The differences seen in the ANOVA data were not expected. The higher number of attempts on exercises taken by General Surgery compared to GYN and Urology may have reflected that robotic general surgery was a newer service line with general surgery residents having less clinical experience relative to the other divisions. Even more interesting was the comparison based on training level. Junior residents (PGY1–3) took fewer attempts, incurred fewer penalties, and had higher completion scores compared to senior residents (PGY 4–5) and fellows. The small sample size of the analyzed groups may have contributed to this finding. However, it can also be theorized that more senior-level trainees already have some prior operative robotic experience and were attempting to translate what skills they have acquired to the simulator. Naive robotic trainees may not require an adjustment period and thus be able to complete the exercises in a more efficient fashion.

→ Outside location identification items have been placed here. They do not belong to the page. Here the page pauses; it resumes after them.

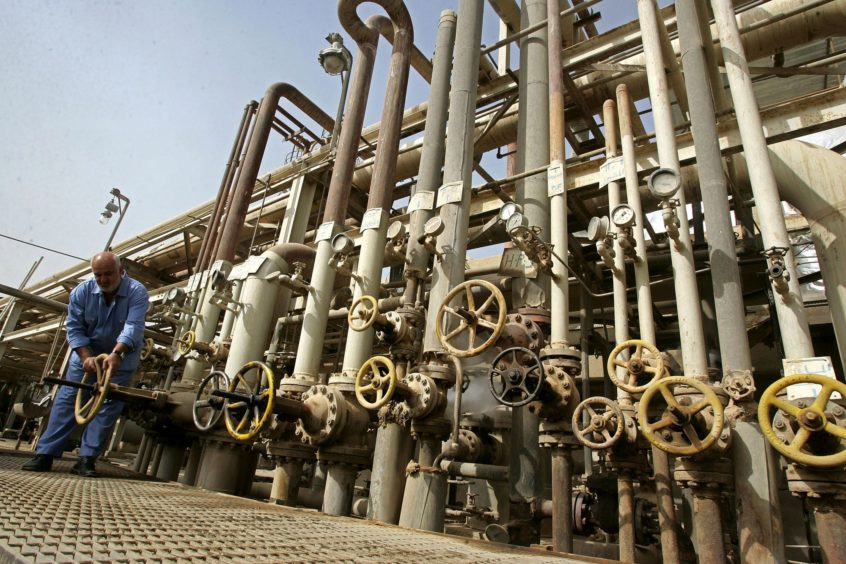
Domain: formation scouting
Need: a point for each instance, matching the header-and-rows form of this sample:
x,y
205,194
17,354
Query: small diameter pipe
x,y
793,321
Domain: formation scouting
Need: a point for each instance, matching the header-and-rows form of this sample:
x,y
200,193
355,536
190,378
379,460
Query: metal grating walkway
x,y
58,517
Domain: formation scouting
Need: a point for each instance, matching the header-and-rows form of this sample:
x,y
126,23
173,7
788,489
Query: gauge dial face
x,y
664,183
597,228
623,216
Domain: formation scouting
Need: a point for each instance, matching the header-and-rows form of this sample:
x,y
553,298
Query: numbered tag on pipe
x,y
450,193
555,179
611,170
372,219
821,365
421,201
325,231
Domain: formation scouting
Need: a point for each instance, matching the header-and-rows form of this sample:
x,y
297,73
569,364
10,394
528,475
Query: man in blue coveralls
x,y
105,315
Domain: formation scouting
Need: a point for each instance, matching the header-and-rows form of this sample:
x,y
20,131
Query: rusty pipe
x,y
237,213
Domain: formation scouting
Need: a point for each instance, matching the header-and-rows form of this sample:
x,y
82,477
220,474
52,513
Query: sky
x,y
146,96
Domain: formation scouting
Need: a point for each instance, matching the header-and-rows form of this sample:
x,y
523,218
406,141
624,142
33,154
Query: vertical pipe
x,y
690,316
432,154
795,336
708,522
562,499
338,494
559,298
458,162
626,538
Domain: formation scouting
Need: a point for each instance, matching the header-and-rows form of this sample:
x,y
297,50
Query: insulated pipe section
x,y
458,165
323,279
374,225
236,215
793,322
432,157
690,316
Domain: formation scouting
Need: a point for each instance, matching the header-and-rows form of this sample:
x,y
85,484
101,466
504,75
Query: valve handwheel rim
x,y
264,392
664,388
366,317
514,377
201,400
598,422
470,318
376,383
807,425
85,412
635,366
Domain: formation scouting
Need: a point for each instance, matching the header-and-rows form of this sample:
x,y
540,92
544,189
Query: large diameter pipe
x,y
689,313
458,164
559,298
236,215
793,322
432,156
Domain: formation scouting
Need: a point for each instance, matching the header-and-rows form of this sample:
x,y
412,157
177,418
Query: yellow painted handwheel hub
x,y
86,410
245,420
470,318
377,376
810,420
637,366
680,416
363,313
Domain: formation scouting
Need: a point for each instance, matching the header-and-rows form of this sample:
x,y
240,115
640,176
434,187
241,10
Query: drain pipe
x,y
210,237
793,322
316,312
393,442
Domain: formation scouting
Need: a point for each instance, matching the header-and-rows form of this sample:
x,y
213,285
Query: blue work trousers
x,y
62,421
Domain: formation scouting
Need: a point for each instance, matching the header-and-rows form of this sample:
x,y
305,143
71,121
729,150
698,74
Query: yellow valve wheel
x,y
376,377
681,422
186,342
86,409
147,349
808,421
638,365
606,420
248,407
363,313
471,319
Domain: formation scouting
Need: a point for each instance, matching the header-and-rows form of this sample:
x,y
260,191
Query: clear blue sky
x,y
146,96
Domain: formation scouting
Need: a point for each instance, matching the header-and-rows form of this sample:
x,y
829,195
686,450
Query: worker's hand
x,y
112,363
90,364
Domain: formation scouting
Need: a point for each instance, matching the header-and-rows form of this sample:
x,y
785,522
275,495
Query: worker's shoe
x,y
41,463
85,467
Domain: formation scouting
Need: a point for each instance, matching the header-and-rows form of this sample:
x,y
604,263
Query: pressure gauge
x,y
508,209
342,244
597,228
396,230
516,221
623,216
434,227
664,183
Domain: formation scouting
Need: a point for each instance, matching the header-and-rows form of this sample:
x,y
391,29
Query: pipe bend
x,y
286,90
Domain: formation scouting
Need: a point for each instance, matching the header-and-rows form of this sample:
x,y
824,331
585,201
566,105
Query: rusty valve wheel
x,y
248,408
810,422
86,409
516,376
208,408
377,377
606,420
186,342
470,318
363,313
147,349
637,366
682,422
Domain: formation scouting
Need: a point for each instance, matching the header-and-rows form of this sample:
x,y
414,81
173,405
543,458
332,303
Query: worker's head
x,y
107,271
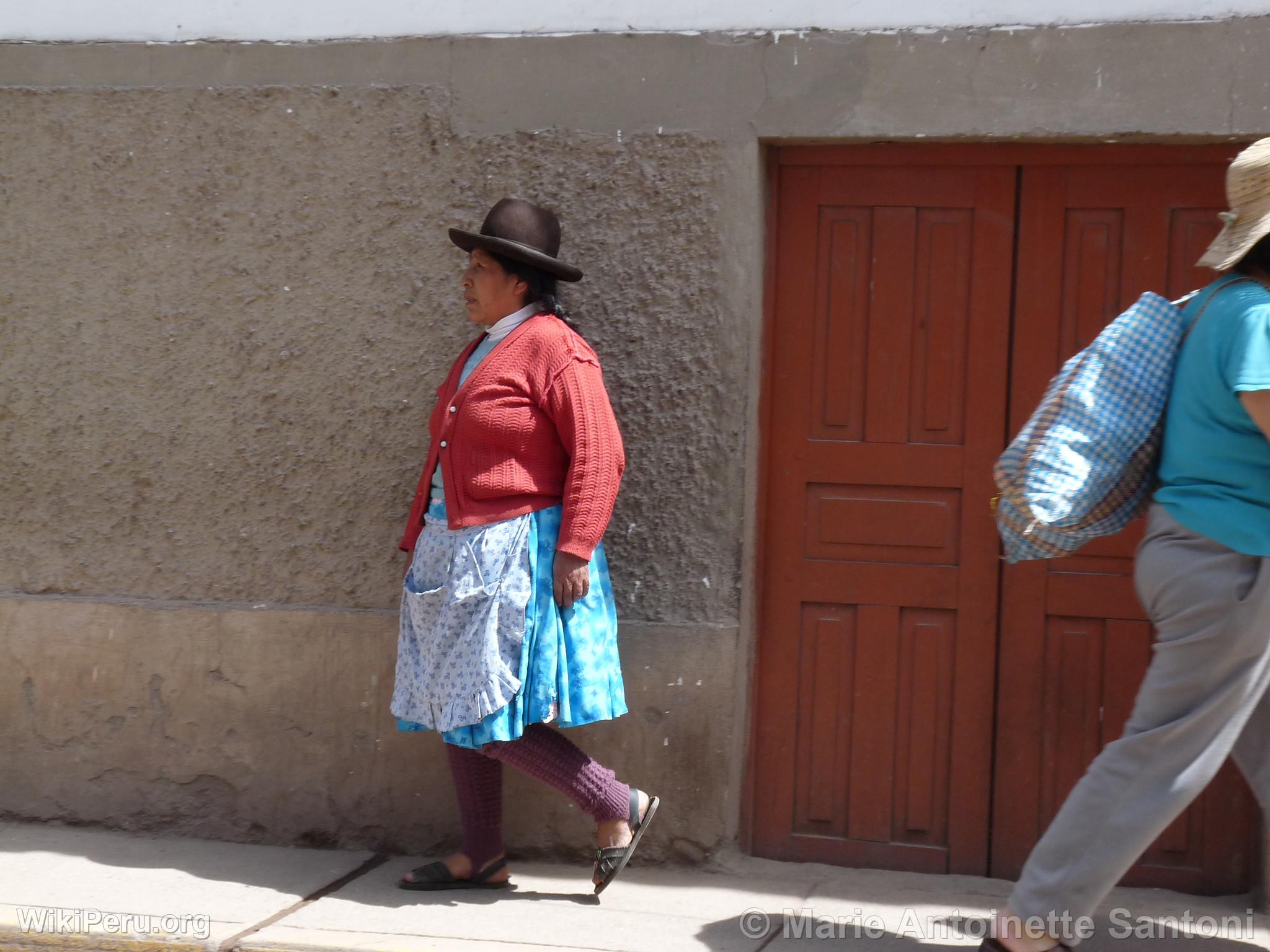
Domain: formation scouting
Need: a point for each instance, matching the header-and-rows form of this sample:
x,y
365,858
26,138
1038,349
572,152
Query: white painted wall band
x,y
281,20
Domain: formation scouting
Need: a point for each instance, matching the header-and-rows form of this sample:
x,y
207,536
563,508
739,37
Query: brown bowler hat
x,y
521,230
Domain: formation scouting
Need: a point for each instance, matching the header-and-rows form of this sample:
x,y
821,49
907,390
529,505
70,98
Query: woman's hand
x,y
572,579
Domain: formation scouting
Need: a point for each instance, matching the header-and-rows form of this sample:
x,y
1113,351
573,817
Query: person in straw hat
x,y
1203,575
507,621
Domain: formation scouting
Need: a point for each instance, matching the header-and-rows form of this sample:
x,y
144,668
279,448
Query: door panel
x,y
1075,643
894,277
879,594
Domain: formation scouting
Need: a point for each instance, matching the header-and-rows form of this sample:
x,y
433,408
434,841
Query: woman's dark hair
x,y
543,286
1258,255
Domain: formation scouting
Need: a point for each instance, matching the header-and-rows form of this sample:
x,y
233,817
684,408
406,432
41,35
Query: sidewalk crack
x,y
374,862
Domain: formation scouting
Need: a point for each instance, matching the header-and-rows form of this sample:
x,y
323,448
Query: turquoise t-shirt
x,y
1214,470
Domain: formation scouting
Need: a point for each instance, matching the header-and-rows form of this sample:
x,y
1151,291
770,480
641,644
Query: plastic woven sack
x,y
1083,465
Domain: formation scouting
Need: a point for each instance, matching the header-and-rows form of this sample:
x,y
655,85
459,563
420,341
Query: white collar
x,y
506,325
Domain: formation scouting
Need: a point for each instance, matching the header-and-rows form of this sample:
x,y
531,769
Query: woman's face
x,y
489,291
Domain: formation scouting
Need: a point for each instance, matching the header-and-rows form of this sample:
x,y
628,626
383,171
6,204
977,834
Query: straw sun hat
x,y
1248,192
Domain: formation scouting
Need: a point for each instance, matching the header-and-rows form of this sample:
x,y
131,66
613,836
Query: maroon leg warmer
x,y
479,785
546,754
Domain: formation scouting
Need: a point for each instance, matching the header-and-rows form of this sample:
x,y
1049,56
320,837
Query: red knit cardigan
x,y
530,428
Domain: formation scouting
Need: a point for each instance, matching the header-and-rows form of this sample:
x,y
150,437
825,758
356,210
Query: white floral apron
x,y
463,621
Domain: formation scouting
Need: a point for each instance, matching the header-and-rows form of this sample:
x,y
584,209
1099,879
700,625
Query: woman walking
x,y
508,622
1203,578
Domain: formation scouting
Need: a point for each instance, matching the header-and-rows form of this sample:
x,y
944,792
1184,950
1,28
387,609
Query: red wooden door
x,y
887,410
1075,644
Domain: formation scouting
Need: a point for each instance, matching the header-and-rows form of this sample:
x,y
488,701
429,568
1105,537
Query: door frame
x,y
933,154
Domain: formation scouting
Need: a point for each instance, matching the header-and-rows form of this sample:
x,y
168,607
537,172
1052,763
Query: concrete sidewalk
x,y
60,888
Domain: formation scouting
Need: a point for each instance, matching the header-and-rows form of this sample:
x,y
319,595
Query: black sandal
x,y
611,861
437,876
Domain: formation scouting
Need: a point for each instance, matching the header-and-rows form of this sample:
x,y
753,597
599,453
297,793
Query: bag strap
x,y
1208,301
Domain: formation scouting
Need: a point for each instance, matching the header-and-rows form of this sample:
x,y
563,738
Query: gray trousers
x,y
1203,699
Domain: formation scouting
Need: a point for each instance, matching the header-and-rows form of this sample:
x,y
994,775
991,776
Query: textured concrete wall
x,y
231,309
228,299
272,726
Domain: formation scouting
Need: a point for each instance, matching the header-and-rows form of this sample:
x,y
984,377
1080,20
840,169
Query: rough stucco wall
x,y
272,726
226,312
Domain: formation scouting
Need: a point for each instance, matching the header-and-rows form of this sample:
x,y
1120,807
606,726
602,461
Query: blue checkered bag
x,y
1085,464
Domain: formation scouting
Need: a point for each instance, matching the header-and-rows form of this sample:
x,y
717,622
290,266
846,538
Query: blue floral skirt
x,y
571,672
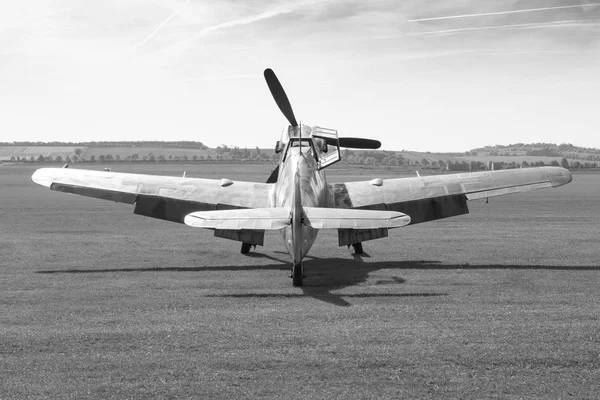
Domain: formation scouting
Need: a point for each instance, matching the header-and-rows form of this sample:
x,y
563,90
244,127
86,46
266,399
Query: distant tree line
x,y
159,144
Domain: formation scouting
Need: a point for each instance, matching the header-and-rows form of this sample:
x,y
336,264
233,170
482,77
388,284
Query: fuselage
x,y
300,184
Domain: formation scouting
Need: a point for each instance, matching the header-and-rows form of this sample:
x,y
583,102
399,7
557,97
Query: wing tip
x,y
43,177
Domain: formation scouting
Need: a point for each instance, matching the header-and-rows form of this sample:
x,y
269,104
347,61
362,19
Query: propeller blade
x,y
357,143
274,175
279,95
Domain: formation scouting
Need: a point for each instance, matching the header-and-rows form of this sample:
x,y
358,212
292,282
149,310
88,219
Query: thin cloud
x,y
158,28
182,45
503,12
553,24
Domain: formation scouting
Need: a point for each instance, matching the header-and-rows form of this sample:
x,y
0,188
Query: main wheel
x,y
297,274
357,248
245,248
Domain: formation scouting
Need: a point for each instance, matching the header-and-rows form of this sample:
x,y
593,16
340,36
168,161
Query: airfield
x,y
100,303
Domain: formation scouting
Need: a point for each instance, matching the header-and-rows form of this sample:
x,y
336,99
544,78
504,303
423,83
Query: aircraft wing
x,y
439,196
164,197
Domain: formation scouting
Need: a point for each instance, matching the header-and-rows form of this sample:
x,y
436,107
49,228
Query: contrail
x,y
553,24
503,12
241,21
150,36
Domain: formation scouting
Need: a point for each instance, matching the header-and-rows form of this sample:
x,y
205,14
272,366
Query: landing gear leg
x,y
297,274
357,248
246,248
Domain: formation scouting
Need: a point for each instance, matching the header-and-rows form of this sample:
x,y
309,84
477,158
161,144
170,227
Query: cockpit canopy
x,y
321,143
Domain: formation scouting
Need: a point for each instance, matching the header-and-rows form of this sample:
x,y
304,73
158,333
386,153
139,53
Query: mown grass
x,y
100,303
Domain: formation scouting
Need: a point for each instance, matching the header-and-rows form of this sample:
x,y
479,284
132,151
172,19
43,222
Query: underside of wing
x,y
252,219
441,196
331,218
163,197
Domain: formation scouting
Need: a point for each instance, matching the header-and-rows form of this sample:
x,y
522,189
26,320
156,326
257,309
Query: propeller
x,y
279,95
286,108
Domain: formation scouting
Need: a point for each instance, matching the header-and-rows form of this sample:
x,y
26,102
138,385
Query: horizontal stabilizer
x,y
253,218
340,218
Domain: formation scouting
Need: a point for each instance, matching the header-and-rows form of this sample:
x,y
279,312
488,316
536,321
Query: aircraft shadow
x,y
324,276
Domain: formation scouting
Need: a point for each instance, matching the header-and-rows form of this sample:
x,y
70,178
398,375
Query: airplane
x,y
296,200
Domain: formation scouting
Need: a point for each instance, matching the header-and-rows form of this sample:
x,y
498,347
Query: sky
x,y
421,75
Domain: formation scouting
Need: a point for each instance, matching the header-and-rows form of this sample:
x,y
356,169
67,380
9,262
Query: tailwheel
x,y
297,274
358,248
245,248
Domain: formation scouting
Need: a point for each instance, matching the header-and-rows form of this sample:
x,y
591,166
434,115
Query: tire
x,y
358,248
297,275
245,248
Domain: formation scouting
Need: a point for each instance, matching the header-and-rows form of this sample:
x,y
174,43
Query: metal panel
x,y
103,194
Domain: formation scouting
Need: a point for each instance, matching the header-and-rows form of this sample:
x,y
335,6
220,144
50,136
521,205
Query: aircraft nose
x,y
559,176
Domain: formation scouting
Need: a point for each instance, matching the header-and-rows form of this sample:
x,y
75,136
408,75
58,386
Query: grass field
x,y
100,303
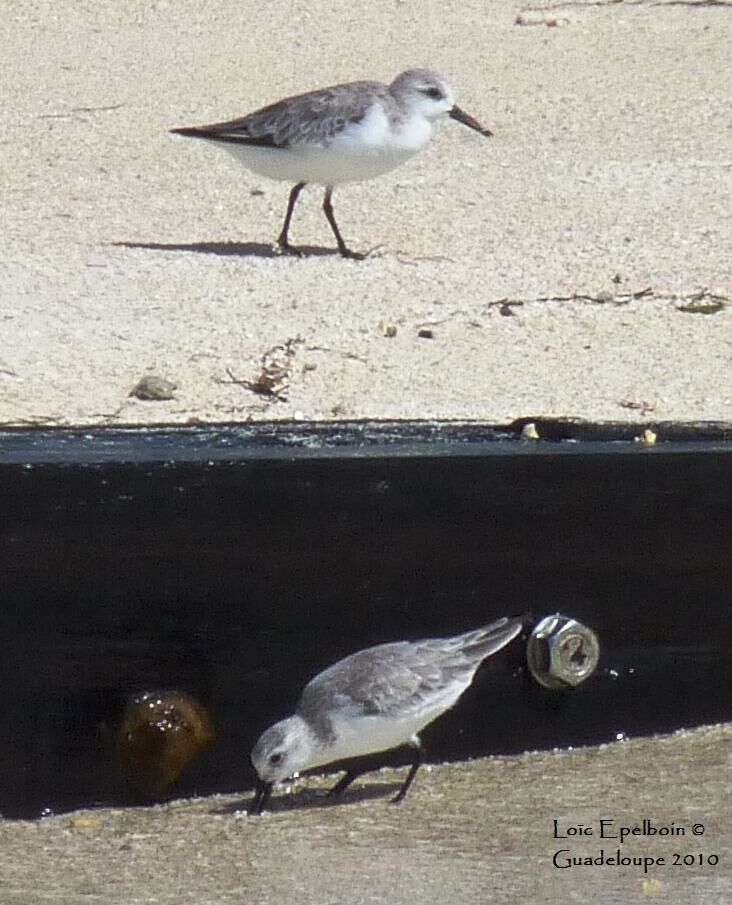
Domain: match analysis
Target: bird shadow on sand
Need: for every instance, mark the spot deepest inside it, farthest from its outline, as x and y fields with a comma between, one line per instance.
x=310, y=799
x=232, y=249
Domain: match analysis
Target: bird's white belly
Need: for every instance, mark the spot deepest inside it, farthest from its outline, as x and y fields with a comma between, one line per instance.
x=362, y=150
x=362, y=735
x=323, y=165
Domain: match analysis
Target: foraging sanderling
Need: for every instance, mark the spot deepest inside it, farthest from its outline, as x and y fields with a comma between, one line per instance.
x=372, y=701
x=345, y=133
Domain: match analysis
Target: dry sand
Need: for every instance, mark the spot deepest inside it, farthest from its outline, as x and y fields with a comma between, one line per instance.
x=126, y=251
x=467, y=834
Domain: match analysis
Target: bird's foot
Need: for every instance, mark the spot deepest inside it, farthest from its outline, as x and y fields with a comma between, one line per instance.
x=281, y=247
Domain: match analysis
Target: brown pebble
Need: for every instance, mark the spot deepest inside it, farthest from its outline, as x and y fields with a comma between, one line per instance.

Analyzing individual exercise metrics revealed that trainees spent a large amount of time performing endowrist exercises (Ring Rollercoaster, Sea Spikes, etc.) and a minimal amount of time on exercises involving the energy pedals and knot tying. The time investment placed in the Ring Rollercoaster exercises correlates with survey data that trainees found these exercises most repetitive. Unlike traditional open surgical instruments or straight stick laparoscopic instruments, learning to manipulate wrist action is novel to robotic surgical instruments with no analogy to apply from prior clinical training. The working field of view for robotics can be a very tight space if the economy of motion provided by wristed instruments is underutilized. Without understanding the dynamic application of wristed motion these exercises may have required more repetitions and longer times to achieve a 90% score. This observation led us to create video demonstrations of “tips and tricks” for each exercise to shorten the trainees learning curve. The data generated will help us evolve our curriculum to better serve the needs of surgical trainees. Conversely, we can look to add more exercises that involve knot tying or energy pedals to improve the distribution of these skills in the curriculum.

Conclusion

A standardized multidisciplinary VR robotic curriculum is feasible and helps develop basic robotic skills. Intuitive Learning offers a powerful tool for tracking trainee progress, assessing individual exercise metrics, and allowing surgical educators to make adjustments to robotic training curriculums based on data.

Limitations

This study has several limitations. First, this curriculum is not validated to demonstrate improved robotic skills in the operating room or correlated with patient outcomes. While other studies have shown skill improvement with their robotic curriculums, none have done so with a purely VR-based curriculum. Our improved post-test scores and survey data provide a perception of improved skills. Next, our comparative analysis based on specialties and training level had small sample sizes. The differences seen among the groups may be due to outliers and more subjects will be required to confirm these differences. Finally, this study was performed at a single academic center and thus may not be generalizable; however, the improved scores and perceptions of improvement correlate with similar studies.